Le temps est avant tout une sensation (temps plaisir/temps déplaisir), dans un investissement libidinal centré sur le Moi. Il est aussi une perception, celle de l’attente et de la satisfaction de l’attente, donc celle du rythme. Sa représentation est circulaire, dans une spirale organisatrice de chaos, soit de façon répétitive et fermée (temps de Sisyphe) soit de façon ouverte (temps sacré, qui offre une possibilité de rédemption). Dans le langage du délire, le temps vécu se manifeste par une rythmicité des mots, mais aussi des représentations telles que le chaos (comme lorsque Gabrielle hurle dans le couloir « c’est le chaos », ou que Schreber parle de « l’extinction des horloges du monde », cf. II.6.2., supra) et l’immortalité (temps de la métamorphose chez Mathieu, cf. II.4.3., supra) ou l’infini (comme lorsqu’Olivier me dit « c’est une histoire sans fin »). Dans le délire on voit bien cette double représentation du temps : d’un côté un temps chaotique, celui du déluge, et de l’autre, l’expérience délirante qui tente d’intégrer cette expérience du chaos dans des rythmes et une conscience de l’immortalité.
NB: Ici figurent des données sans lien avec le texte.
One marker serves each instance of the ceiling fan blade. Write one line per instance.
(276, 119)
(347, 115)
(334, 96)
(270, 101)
Dans la psychose, l’inconscient paraît souvent être à ciel ouvert, comme s’il existait une analogie entre temps psychotique et temps de l’inconscient. Ainsi, la pensée du temps dans la psychose ouvre la voie à la pensée de la temporalité de l’inconscient, dont je fais l’hypothèse qu’il serait davantage régi par une temporalité mythique, que pas une atemporalité, contrairement à ce que dit Freud. Cette pensée rejoint une pensée de Lacan sur la psychose, sur laquelle le psychotique est témoignage vivant de l’inconscient : « En somme, pourrait-on dire, le psychotique est un martyr de l’inconscient, en donnant au terme de martyr son sens , qui est celui d’être témoin. Il s’agit d’un témoignage ouvert. […] Le psychotique, au sens où il est, dans une première approximation, témoin ouvert, semble fixé, immobilisé, dans une position qui le met hors d’état de restaurer authentiquement le sens de ce dont il témoigne, et de le partager dans le discours des autres. » (Lacan, 1955-1956, p. 149).